Still affiliated with University of Bergen, Lillestøl took up positions at CERN. He was Deputy Head of CERN's Physics Division from 1990 to 1992. After this he split his time between the university and CERN. From 1992 to 2009 he was Head of the European School of Particle Physics, CERN Schools of Physics.

=== Physics communication ===
Lillestøl put a strong emphasis on physics communication. In addition to teaching at university level and giving presentations at international conferences, he also communicated complex physics concepts to both school children and the general public. He was a regular lecturer at the European Space Camp from 2001 onwards.

=== Energy and climate ===
Lillestøl was also interested in global energy issues and an opportunity to solve the world's energy problems using thorium-based nuclear power. He advocated establishing the use of nuclear power to solve the international energy crisis, and that Norway should build a prototype of a thorium reactor. He was founding member of the International Thorium Energy Committee.
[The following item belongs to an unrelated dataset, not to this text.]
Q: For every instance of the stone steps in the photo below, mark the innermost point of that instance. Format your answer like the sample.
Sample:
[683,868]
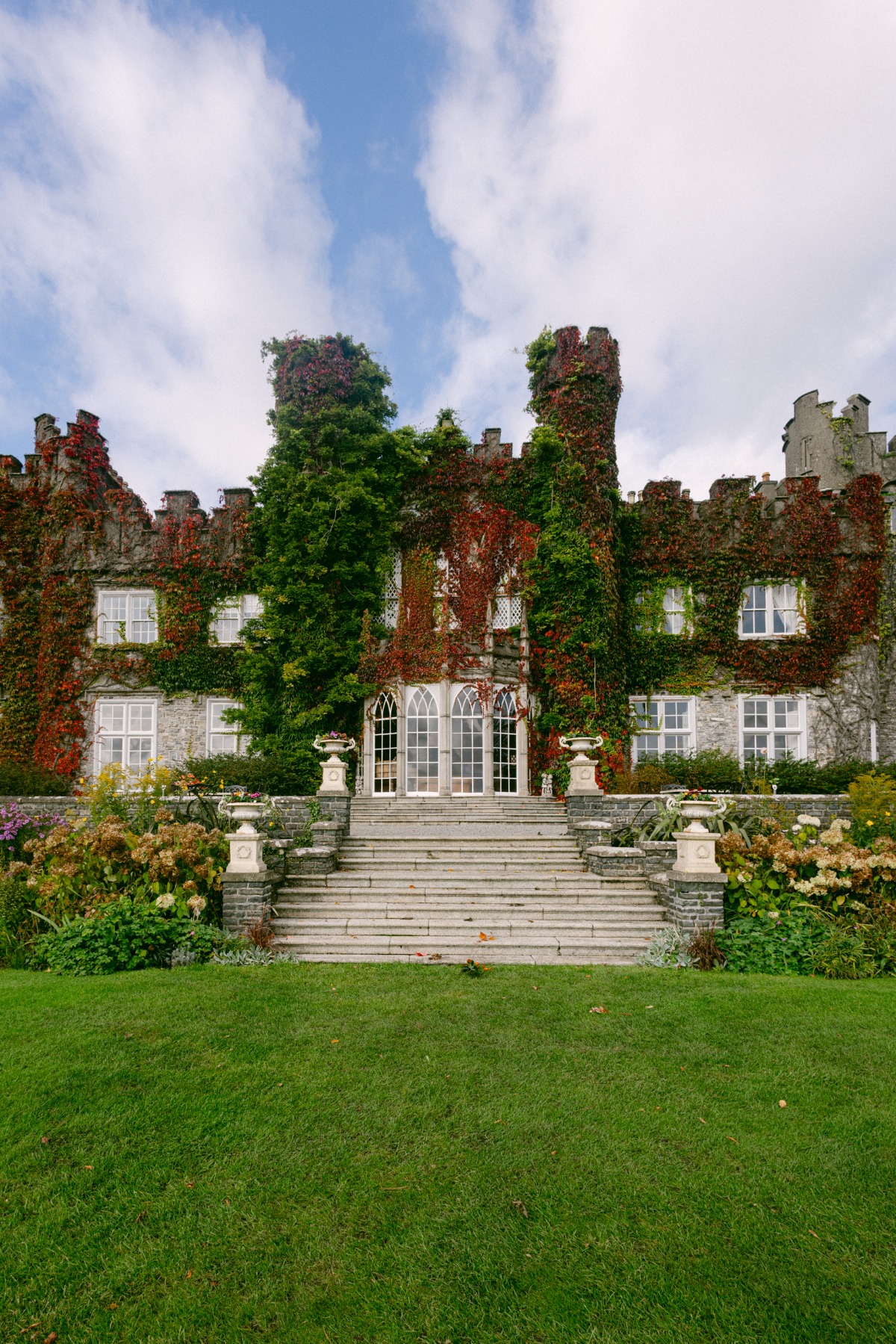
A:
[421,879]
Lillestøl was critical of the Norwegian climate debate and pointed out that the Earth's climate is very complicated, and climate science is young and still has a long way to go before one can hope to find complete explanations for the Earth's climate variations.

== Bibliography ==
Lillestøl co-authored the popular science book The Search for Infinity (1994), which has been translated into eight other languages. He also contributed to the preparation of the Norwegian textbook Generell fysikk for universiteter og høgskoler (General Physics for Universities and University Colleges) (2001). Furthermore, he was also one of the main drivers behind the UNESCO-supported traveling exhibition “Science bringing nations together”, organised jointly by JINR and CERN.

His scientific output, as recorded by the database Inspire-HEP, amount closely to hundred works.

== Awards ==
In 2007, he was awarded the Research Council of Norway's Award for Excellence in Communication of Science for "dissemination of basic physics to schoolchildren and the public".

Egil Lillestøl was a member of the Norwegian Academy of Technological Sciences and the Royal Norwegian Society of Sciences and Letters.